In Edition 6, we launched a series: “Great Moments in Sport.” Guess who we wanted as the first subject? My job was to write Ploen a letter with our request. He had played five seasons with the Bombers, guiding them to four championship games and winning three, most recently the first overtime Grey Cup in history.
The letter was sent four months after that game.
“Dear Bob: Enclosed you will find the article you requested. Hope you found it is what you expected. If I can be off any assistance to you in the future, don’t hesitate to contact me. Sincerely, Ken Ploen.”
With it was a hand-written, 329-word account (byline included) of his Cup-winning touchdown. He set the stage, modestly described the play and even included a post-game reaction in which he explained why it was his greatest moment: “…as I look back on this long afternoon, after being voted the game’s outstanding player and seeing movies of the game, I can fully understand…”
Imagine, it took movies of the game to convince him.
This was the Kenny…oops, Ken Ploen…that Winnipeggers loved.

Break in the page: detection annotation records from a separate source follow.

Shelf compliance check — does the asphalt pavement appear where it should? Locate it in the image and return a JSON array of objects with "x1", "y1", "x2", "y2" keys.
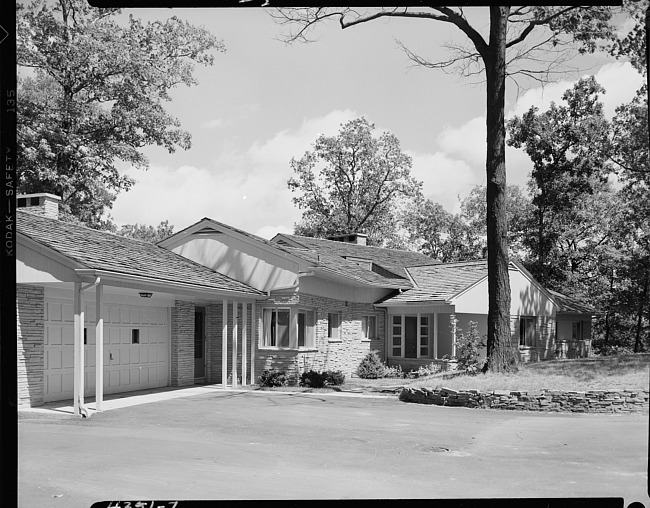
[{"x1": 18, "y1": 387, "x2": 650, "y2": 508}]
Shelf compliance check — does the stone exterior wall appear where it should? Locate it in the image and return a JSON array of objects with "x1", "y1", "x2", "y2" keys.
[
  {"x1": 255, "y1": 293, "x2": 385, "y2": 381},
  {"x1": 16, "y1": 284, "x2": 45, "y2": 406},
  {"x1": 170, "y1": 300, "x2": 194, "y2": 386},
  {"x1": 399, "y1": 387, "x2": 648, "y2": 413}
]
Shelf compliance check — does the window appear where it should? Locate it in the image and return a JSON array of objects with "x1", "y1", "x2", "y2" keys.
[
  {"x1": 264, "y1": 309, "x2": 290, "y2": 347},
  {"x1": 571, "y1": 321, "x2": 582, "y2": 340},
  {"x1": 263, "y1": 308, "x2": 316, "y2": 349},
  {"x1": 519, "y1": 316, "x2": 535, "y2": 347},
  {"x1": 391, "y1": 316, "x2": 402, "y2": 356},
  {"x1": 361, "y1": 316, "x2": 377, "y2": 340},
  {"x1": 327, "y1": 312, "x2": 341, "y2": 340},
  {"x1": 419, "y1": 316, "x2": 429, "y2": 358},
  {"x1": 298, "y1": 309, "x2": 315, "y2": 347}
]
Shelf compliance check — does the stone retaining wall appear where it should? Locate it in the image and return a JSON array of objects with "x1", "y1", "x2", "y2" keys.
[{"x1": 399, "y1": 387, "x2": 648, "y2": 413}]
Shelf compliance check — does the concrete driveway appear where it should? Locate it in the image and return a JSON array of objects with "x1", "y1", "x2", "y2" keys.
[{"x1": 18, "y1": 389, "x2": 649, "y2": 508}]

Old Winnipeggers cherish the memories to this day. One who never forgot was the biggest Bombers fan I ever met, my wife’s Uncle Dick. He often talked of those teams far into the night, and far into one night he was debating some play that involved Ploen. He was losing the argument and, his logic loosened by alcohol, said something like:
“Okay, let’s call him and find out.”
Ploen’s number was in the phone book, and my uncle-in-law called it, long after normal people were asleep. Ploen answered the phone and the question, much to Uncle Dick’s delight because he was right, and presumably went back to sleep.

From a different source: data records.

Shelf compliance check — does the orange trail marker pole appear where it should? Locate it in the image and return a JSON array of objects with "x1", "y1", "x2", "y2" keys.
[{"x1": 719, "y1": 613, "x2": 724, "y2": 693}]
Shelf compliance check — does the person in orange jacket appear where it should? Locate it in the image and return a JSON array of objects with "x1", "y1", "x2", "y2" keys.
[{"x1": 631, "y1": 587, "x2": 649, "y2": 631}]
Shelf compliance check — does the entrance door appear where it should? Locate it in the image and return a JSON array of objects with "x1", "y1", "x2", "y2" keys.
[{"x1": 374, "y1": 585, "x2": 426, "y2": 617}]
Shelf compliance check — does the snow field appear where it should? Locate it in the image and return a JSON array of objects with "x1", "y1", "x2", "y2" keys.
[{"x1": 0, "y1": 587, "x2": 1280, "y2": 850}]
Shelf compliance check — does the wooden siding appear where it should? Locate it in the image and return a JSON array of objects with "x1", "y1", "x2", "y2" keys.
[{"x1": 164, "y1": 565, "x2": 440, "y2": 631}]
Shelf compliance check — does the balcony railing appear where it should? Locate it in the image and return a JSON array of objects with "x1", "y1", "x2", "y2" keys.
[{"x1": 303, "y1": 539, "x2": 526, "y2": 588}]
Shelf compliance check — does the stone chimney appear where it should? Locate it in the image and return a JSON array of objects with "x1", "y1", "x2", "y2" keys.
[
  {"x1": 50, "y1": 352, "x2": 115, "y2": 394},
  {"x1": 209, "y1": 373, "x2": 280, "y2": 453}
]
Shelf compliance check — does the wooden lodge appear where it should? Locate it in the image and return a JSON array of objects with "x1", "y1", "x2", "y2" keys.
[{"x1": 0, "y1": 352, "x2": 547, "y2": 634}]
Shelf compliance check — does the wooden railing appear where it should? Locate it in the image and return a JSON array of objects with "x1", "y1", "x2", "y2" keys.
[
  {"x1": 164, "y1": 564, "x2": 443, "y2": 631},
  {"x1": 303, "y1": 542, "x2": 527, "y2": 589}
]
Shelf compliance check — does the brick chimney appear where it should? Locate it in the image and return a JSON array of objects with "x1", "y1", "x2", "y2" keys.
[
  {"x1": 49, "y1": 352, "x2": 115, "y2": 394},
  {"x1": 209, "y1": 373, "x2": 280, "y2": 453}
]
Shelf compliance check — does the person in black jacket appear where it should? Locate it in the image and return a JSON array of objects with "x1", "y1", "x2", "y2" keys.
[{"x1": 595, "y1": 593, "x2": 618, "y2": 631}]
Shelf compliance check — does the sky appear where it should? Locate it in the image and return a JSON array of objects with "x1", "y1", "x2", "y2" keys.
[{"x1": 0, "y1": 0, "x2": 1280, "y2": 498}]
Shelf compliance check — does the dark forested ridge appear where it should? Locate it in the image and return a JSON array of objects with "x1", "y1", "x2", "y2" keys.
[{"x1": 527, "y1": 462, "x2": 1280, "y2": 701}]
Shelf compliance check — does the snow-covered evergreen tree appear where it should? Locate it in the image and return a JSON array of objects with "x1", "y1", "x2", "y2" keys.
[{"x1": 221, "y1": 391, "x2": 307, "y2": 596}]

That was Ken Ploen, polite to a fault.
It was a tragedy that, at least in part, led him to Winnipeg. He quarterbacked the University of Iowa to the 1957 Rose Bowl. A Hawkeyes teammate from 1956, Cal Jones, was flying back to Winnipeg after playing in the CFL all-star game in Vancouver. He had another flight booked for California, to watch his buddies in the Rose Bowl. Jones and Ploen, who were close, had talked extensively about how the rookie loved playing in Winnipeg.

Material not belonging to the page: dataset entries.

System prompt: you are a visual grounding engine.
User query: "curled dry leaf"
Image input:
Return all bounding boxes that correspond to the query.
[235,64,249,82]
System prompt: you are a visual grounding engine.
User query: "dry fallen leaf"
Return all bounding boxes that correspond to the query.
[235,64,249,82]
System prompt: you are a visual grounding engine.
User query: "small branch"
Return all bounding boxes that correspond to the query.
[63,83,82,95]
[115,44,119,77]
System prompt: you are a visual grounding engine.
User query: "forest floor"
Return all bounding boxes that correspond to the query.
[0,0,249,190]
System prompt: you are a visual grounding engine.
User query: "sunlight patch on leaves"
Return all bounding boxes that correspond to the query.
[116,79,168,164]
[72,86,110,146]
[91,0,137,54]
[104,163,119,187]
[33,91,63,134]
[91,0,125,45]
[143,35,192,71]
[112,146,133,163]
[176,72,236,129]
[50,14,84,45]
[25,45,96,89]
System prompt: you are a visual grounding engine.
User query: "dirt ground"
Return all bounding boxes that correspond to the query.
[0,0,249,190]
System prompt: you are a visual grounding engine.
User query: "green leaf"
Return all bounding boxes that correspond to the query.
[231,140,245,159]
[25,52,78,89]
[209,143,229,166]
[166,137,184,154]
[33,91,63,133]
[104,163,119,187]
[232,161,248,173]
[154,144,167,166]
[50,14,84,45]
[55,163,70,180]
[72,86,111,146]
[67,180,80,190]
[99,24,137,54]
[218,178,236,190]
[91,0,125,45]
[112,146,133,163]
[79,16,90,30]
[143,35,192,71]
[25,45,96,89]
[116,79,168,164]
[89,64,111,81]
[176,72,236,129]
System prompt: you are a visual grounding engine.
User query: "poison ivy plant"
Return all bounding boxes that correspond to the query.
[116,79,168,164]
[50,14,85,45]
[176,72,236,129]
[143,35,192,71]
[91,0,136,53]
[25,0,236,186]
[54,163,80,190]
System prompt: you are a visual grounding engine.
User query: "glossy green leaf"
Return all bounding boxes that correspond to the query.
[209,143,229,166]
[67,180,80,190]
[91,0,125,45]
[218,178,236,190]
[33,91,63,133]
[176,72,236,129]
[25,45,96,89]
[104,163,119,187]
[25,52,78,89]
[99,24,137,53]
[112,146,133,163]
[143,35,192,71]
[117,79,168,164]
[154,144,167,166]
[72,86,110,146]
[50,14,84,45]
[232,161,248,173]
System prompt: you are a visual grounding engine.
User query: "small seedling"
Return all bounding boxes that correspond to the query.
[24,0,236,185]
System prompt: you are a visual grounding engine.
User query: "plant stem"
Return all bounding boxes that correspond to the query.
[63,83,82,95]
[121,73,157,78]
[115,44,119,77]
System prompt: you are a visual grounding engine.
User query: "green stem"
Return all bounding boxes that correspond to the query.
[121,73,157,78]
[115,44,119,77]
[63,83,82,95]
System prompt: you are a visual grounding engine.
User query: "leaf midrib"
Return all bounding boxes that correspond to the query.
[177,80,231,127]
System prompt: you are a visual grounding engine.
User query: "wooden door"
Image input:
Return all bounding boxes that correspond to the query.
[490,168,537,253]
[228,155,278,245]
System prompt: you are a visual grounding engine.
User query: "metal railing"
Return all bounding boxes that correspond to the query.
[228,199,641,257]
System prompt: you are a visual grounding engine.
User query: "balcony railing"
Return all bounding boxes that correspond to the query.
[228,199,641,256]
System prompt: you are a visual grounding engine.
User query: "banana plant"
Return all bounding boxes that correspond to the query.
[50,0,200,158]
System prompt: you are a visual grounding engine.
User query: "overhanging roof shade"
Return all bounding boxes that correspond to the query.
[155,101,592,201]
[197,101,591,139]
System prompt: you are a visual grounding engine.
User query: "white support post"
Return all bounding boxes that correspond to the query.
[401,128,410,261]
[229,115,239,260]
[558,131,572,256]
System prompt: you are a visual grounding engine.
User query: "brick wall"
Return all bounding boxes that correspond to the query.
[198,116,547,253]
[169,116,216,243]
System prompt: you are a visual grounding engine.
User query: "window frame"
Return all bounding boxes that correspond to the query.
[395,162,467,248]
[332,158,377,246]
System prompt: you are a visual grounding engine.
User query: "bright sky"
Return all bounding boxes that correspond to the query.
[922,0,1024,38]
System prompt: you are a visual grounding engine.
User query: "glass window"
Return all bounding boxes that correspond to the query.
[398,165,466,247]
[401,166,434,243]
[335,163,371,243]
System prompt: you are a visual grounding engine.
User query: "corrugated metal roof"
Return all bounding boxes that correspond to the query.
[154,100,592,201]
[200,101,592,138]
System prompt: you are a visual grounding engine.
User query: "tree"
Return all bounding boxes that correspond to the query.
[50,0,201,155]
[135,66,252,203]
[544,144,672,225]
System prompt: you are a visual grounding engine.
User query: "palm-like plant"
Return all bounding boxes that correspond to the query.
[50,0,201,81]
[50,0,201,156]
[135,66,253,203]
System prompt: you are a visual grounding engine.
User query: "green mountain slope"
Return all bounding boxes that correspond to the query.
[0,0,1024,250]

Sadly, Jones died when the plane crashed on Mount Slesse in B.C. The next day, the Hawkeyes dedicated the Rose Bowl game to him. They won, and Ploen was the star. Later that year, the words of Cal Jones led him to Winnipeg.
The Bombers have been blessed with great quarterbacks, from Jack Jacobs to Don Jonas, Dieter Brock, Tom Clements, Matt Dunigan, Khari Jones and the current hero, Zach Collaros.
For all of them, the bar was set by Ken Ploen.